Fosberg commented that he was, indeed, out flying that night. In a reply letter to UFO*BC, he writes: 

I’m your man! I was at the time indeed serving with the 412 Sqn. At Rockcliffe, doing what I loved best – flying aeroplanes. At the time I was a Flight Lieutenant, married with our first of three children on the way. Served 28 years and retired in May 1974 as a major. Continued flying Corporate Jets for another twenty years. 

I remember the flight reasonably well and just checked my log books to confirm the date. It was a night flight. We were probably at 7,000 or 9,000 feet over a solid cloud deck below and absolutely clear sky above. 

Somewhere near Sault Ste. Marie, and north of Kinross AFB, I think a ground station (can’t remember whether it was American or Canadian) asked us if we had seen another aircraft’s lights in our area. I do think I recall them saying at that time that the USAF had scrambled an interceptor and they had lost contact with it. We replied that we had not seen anything. A few days later I received a phone call from somebody at Kinross who was carrying out an investigation on a missing aircraft. I could only tell them that we had seen nothing. That was the last I ever heard of the incident. 

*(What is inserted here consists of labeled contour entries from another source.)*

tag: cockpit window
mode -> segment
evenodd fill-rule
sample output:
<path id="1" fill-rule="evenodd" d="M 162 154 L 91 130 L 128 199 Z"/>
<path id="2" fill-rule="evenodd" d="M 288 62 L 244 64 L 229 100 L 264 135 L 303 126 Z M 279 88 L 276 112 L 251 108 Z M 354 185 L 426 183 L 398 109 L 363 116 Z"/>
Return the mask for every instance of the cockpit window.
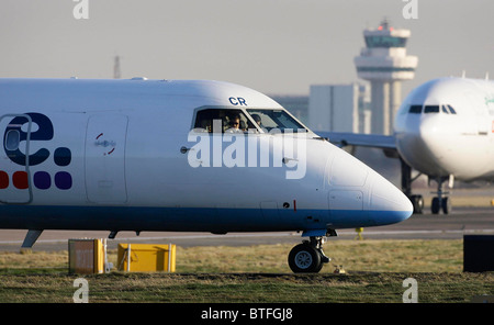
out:
<path id="1" fill-rule="evenodd" d="M 426 105 L 424 108 L 424 113 L 439 113 L 439 105 Z"/>
<path id="2" fill-rule="evenodd" d="M 305 127 L 299 123 L 295 119 L 290 116 L 283 110 L 260 110 L 260 109 L 247 109 L 254 121 L 266 131 L 277 128 L 281 132 L 291 130 L 297 132 L 297 130 L 305 130 Z"/>
<path id="3" fill-rule="evenodd" d="M 247 133 L 257 132 L 256 126 L 242 110 L 205 109 L 198 111 L 194 123 L 195 132 L 207 133 Z"/>
<path id="4" fill-rule="evenodd" d="M 411 113 L 411 114 L 420 114 L 422 113 L 422 105 L 411 105 L 408 113 Z"/>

Sorry! However, if the mystery is ever solved please, would you let me know the answer. 


There are few key things worth noting on there. The pilot claims to have not seen any interceptor. However, note that Fosberg places his plane somewhere between seven-thousand and nine-thousand feet. According to an article on the case by Mackinac Journal, the F89-C was flying at an altitude of thirty-thousand feet before descending to seven-thousand feet shortly before disappearing. If the F89-C was descending from above, it may have come upon the Canadian plane without being seen. 

But this doesn’t satisfy every question. For instance, even if the F-89C broke off quickly and dropped below radar range, that wouldn’t explain why the Canadian C-47 also dropped off radar at the exact moment of collision. Furthermore, this explanation only works if Fosberg’s reply is being truthful. At the end of the day, we can’t be sure who sent that email to UFO*BC. And even if the jet went into the lake, why has the wreckage remained undiscovered to this day? What became of the jet’s debris? 

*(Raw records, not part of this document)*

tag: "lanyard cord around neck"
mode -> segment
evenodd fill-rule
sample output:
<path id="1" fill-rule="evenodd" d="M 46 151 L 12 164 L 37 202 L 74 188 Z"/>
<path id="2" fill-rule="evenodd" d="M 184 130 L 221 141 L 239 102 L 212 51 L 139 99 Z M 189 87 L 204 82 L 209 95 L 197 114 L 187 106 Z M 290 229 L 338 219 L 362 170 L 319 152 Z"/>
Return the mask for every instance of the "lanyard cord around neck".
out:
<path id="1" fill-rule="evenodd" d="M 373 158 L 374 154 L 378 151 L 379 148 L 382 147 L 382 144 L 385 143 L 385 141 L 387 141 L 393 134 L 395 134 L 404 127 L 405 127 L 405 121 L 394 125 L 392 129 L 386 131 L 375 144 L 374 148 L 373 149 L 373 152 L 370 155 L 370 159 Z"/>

Well, an answer seemed within reach in 2006. An organization by the name of the Great Lakes Dive Company claimed to have discovered the crash of Moncla and Wilson’s jet. An article from the time by UFO Digest states, “In the summer of 2005, The Great Lakes Dive company was testing some new equipment – wide trajectory side-scan sonar…” The article goes on to say, “They had just begun searching the area, using the new wide trajectory side-scan sonar, and on their first pass located an object on the bottom. It was a plane and the scans proved it was an F-89.” 

However, that’s not all they supposedly found down there. According to the Great Lakes Dive Company, there was a metallic disc not matching parts of any known aircraft. This discovery shocked many, believing that there was proof that the Kinross Incident was more than some freak accident. But then, suddenly, it all vanished. The Great Lakes Dive Company cut all contact with reporters. It was quickly discovered that the company never existed, being unheard of by local divers and lacking any official registration or license. This leads many to conclude it was all a hoax. Others still claim it to be part of an elaborate cover-up. 

Though I find myself on this rare occasion supporting the ‘official’ statement, I am still open to any possibility. Because, truly, we will never know what happened so long as the wreckage of the plane remains lost. But amidst all of the mystery and conspiracy, it is easy to lose sight of what happened that day: two families lost people they loved. We here at Conspiracy Corner extend our condolences to their loved ones and hope someday there may be a definitive answer to their fates. Until that day, however, keep an eye on the sky. You never know what you’ll see.